Синьор Пелузо представлялся нам воплощением отчаяния. С одной стороны, он и правда всегда проигрывал, с другой — все его осуждали, что он не в состоянии прокормить семью. По непонятным причинам в своих несчастьях он винил дона Акилле. Утверждал, что тот одним махом — словно гигантский магнит — утащил у него необходимые для работы столярные инструменты и еще какое-то добро, хранившееся в мастерской. Якобы дон Акилле забрал у него и саму мастерскую и превратил ее в колбасную лавку. Долгие годы я представляла себе, как дон Акилле всасывает в себя пилу, щипцы, молоток, тиски и целый рой железных гвоздей. А из его грубого, тяжелого, корявого тела вылетают колбасы, ветчина, топленый жир и сыр проволоне — тоже роем.

Давние темные времена. Дон Акилле, вероятно, показал всю свою чудовищную сущность еще до нашего рождения. Раньше. Лила часто употребляла это слово — и в школе, и после уроков. При этом казалось, что ее не слишком волнует то, что было до нас, — все эти мрачные события, о которых взрослые или молчали, или говорили уклончиво, — поскольку все это на самом деле случилось «раньше». Но само это «раньше» очень беспокоило ее, а иногда и злило. Когда мы подружились, она часто рассуждала об этом еще до нас, которое закончилось, и страшно раздражала меня этими нелепыми разговорами. Это был такой долгий, очень долгий период, когда нас не было, когда дон Акилле предстал перед всеми в своем истинном обличье — опасным существом с не то каменной, не то звериной головой, которое всем пускало кровь, само не теряя ни капли. Кажется, его невозможно было даже поцарапать.

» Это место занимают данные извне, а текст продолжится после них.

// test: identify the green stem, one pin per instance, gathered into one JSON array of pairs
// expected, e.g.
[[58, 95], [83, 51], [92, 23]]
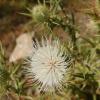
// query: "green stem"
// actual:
[[94, 96]]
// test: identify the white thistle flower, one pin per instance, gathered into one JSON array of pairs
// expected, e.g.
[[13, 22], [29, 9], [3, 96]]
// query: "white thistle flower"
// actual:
[[48, 65]]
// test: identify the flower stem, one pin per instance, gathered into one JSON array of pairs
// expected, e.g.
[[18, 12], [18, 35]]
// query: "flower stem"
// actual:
[[94, 96]]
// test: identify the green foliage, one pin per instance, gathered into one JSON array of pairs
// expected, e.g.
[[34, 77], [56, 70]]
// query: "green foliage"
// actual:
[[83, 78]]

Мы были, наверное, во втором классе и еще не разговаривали друг с другом, когда пронесся слух, будто прямо у порога церкви Святого Семейства синьор Пелузо, выходя после мессы, начал выкрикивать что-то злобное о доне Акилле, а дон Акилле, отодвинув в сторону старшего сына Стефано, дочь Пинуччу, нашего ровесника Альфонсо и жену, бросился на Пелузо, схватил его, поднял над землей и швырнул так, что тот ударился о дерево и остался лежать без сознания с сотней ран на голове и на теле, из которых текла кровь. Бедняга не мог даже позвать на помощь.

5
Я нисколько не тоскую по детству: наше детство было полно насилия. Насилие преследовало нас повсюду, дома и на улице, но не помню, чтобы я хоть раз подумала, что нам выпала тяжкая доля. Наша жизнь была такой, какой была, и все тут; мы росли, считая своим долгом осложнить ее другим раньше, чем они осложнят ее нам. Конечно, я была совсем не против вежливости и уважения, которые проповедовали учительница и священник, но чувствовала, что в нашем квартале им не место, даже среди женщин. Женщины дрались между собой чаще, чем мужчины: таскали друг друга за волосы, охотно причиняли друг другу боль. Это было что-то вроде болезни. В детстве я представляла себе маленьких-маленьких животных, почти невидимых, которые по ночам приходят в наш район, вылезают из прудов, из заброшенных железнодорожных вагонов за насыпью, из травы, которую за жуткий запах называли вонючкой, из лягушек, саламандр и мух, из камней и пыли и попадают в воду, в еду и в воздух, и из-за них наши мамы и бабушки становятся злобными, как бешеные собаки. Они были заражены сильнее, чем мужчины: мужчины то и дело впадали в бешенство, но потом успокаивались, а женщины с виду казались спокойными, молчаливыми, но, когда злились, доходили в своей ярости до самого края и уже не могли остановиться.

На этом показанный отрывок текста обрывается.